Deux des trois hommes d’armes s’emparèrent du fou, le tenant chacun par un bras. Ils le poussèrent sur la longueur de la salle, puis en bas d’une marche et sur un palier de l’escalier en colimaçon ménagé dans l’épaisseur du mur. Tirant la grande porte ouverte, ils l’obligèrent à sortir dehors, où la neige dense qui tombait recouvrait à présent les marches extérieures et la cour.

Pendant qu’ils l’escortaient en traversant la cour en diagonale vers la porte principale, ses pieds firent crisser le gravier sous la couverture neigeuse.
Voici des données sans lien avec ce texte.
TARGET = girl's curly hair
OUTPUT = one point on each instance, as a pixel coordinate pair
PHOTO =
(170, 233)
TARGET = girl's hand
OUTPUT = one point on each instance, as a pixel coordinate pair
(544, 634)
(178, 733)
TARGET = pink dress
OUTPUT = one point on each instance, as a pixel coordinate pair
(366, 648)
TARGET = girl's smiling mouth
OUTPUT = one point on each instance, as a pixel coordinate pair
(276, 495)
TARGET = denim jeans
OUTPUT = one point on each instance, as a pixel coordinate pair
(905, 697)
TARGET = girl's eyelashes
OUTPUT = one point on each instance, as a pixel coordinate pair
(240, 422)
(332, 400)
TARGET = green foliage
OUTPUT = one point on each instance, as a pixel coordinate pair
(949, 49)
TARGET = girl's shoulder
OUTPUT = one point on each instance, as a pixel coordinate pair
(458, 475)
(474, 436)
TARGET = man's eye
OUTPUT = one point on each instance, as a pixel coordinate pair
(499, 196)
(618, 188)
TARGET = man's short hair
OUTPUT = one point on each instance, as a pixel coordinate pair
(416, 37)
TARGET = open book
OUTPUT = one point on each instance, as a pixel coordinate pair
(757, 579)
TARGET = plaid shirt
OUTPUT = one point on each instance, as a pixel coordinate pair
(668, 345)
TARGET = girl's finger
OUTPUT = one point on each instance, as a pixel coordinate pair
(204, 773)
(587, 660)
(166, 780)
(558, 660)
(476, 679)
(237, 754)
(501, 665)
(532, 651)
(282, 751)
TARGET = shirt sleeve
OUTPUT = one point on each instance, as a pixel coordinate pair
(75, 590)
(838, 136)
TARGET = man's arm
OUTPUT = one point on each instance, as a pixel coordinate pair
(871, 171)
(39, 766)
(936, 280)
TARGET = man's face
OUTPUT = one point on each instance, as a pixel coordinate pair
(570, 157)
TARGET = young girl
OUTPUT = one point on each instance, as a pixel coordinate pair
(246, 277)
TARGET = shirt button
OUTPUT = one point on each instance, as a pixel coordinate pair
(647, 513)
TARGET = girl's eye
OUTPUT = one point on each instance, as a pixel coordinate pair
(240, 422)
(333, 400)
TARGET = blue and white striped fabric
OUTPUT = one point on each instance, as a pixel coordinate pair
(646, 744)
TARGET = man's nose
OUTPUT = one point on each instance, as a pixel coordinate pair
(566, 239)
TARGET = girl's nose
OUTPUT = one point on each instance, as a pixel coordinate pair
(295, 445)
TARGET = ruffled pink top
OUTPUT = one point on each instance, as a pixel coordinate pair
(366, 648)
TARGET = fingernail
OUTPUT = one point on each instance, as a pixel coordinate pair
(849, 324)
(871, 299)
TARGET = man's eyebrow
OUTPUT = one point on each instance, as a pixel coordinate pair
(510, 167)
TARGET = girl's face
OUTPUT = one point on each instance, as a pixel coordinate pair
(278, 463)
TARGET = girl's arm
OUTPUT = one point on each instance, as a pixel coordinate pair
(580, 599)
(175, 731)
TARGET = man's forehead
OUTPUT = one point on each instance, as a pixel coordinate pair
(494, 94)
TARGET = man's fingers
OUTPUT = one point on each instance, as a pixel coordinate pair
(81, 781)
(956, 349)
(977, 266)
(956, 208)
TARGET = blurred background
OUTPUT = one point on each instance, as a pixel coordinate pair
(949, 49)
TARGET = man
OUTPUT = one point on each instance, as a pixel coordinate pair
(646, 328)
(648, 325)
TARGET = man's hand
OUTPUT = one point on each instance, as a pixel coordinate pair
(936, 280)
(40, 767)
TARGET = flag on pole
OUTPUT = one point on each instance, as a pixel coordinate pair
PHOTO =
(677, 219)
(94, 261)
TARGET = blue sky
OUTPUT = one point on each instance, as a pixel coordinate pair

Le troisième homme d’armes fit signe au garde d’entrée et la porte s’ouvrit lentement, traçant des sillons dans la neige sur son passage. L’escorte du fou le traîna à l’extérieur jusqu’à la passerelle en bois qui, selon son vague souvenir, menait au quai d’une rivière en avant et, à l’est, vers un village voisin. Juste devant la porte, ils lui donnèrent une poussée.

Il trébucha, glissa, puis s’écrasa sur le trottoir, où ils l’abandonnèrent.

Il entendit la porte se refermer, mais la neige tourbillonnait si fortement autour de lui qu’il ne pouvait pas voir le mur du château ou les bords de la passerelle.

Il ne pouvait rien voir, nulle part, sauf la neige tournoyant lourdement.

La peur s’installa alors lentement et le saisit à la gorge.